Quite. Wikipedia is another such technology. As were the original encyclopaedias. So what makes Large Models different? Or are we supposed to think that encyclopaedias are also a social as opposed to cultural technology? And if so, how is an encyclopaedia in the same category as the market or democracy?
Shazli perhaps provides an answer to this question, writing, “Lots of social technologies can be seen as means of effectively making people smarter. Participants in a functioning social institution will act better and more rationally because of those institutions. The information those participants get, the options they must choose among, the incentives they face, all of these are structured --- limited, sharpened and clarified --- by the institutions, which helps people think. Continued participation in the institution means facing similar situations over and over, which helps people learn. Markets are like this; bureaucracies are like this; democracy is like this; scientific disciplines are like this. [10] And cultural tradition are like this.”

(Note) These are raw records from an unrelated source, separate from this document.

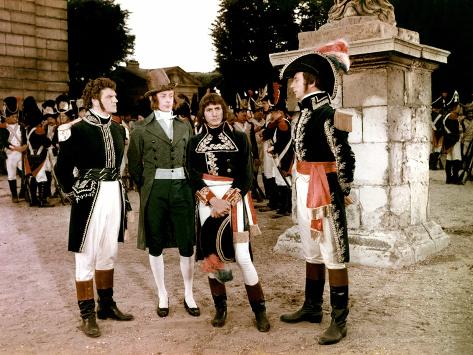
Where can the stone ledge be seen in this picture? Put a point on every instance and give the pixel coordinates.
(354, 29)
(388, 249)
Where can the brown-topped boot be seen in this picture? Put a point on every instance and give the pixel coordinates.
(256, 298)
(107, 308)
(339, 302)
(311, 310)
(219, 295)
(85, 299)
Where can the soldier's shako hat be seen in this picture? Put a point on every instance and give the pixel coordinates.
(62, 103)
(31, 112)
(49, 109)
(324, 63)
(11, 106)
(158, 81)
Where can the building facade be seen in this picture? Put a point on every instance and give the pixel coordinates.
(33, 48)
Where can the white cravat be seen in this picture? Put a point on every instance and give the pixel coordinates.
(165, 120)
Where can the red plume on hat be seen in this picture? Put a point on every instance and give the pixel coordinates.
(337, 52)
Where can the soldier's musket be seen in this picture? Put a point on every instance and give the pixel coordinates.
(64, 198)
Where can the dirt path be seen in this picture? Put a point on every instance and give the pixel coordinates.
(421, 309)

This definition seems to assert that any cultural technology is by definition a social technology - which is simple to understand, but not suggested in the Science article. There, the conceptual nesting seems the other way round, for example with only the social concept limited to institutions.

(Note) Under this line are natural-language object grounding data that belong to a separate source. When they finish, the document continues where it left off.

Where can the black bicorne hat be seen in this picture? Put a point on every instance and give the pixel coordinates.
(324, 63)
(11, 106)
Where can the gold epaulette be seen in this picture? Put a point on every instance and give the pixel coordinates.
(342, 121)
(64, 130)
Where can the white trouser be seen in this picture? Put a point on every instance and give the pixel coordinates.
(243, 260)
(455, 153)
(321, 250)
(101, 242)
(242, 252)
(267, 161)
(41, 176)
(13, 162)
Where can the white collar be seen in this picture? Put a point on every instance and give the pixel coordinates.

I find myself wondering whether the authors have properly straightened out what they think a social technology is. And at the end of the day, I still don’t see any merit in trying to force Large Models into the same conceptual category as markets or democracy.



Interesting piece, thank you.
The examples of social technologies given by Farrell et al. (markets, democracies, bureaucracies) can equally well be called "cultural technologies of an unchosen kind". They can be unchosen because they are operations of the state (democracy, bureaucracy) or because they are simply unavoidability (markets), but either way they are unchosen. In contrast, people have (some degree of) choice of their use of the given examples of cultural technologies (writing, print, film, images). The contrast seems to me to mirror the old distinction between Gesellschaft and Gemeinschaft.
So on these labels, I'm minded to agree with you that at present AI is social technology: its use is chosen. But it could easily become cultural in the near future. For instance, governments may start using AI for some core functions of state.
Many of the people who believe AI will be the end of us have seen The Terminator and its sequels when they were too young to know what its inconsistency was to adults. I appreciate that Large Language Models is the latest term for what is happening but it runs off me like water off a ducks back. What the ordinary person wants is an analysis of returns on the myriad of ISA’s that are advertising for his money. What is the best pension company to invest my surplus money in. For the student it is a summary of the books he would normally have to read before writing an essay or preparing for a seminar. When I went through that mill in the early 1960’s I was a member of four university libraries and took home twelve books for weekend reading in order to write that essay. AI could have prepared a digest of the important issues involved, whether it was the causes of WW1 or the effect of the economics of JM Keynes on government policies. It would then be up to the student to lend his experience and background to the essay. Apparently many of today’s students are submitting the AI analysis straight from the computer, a matter of some concern to the people marking the paper.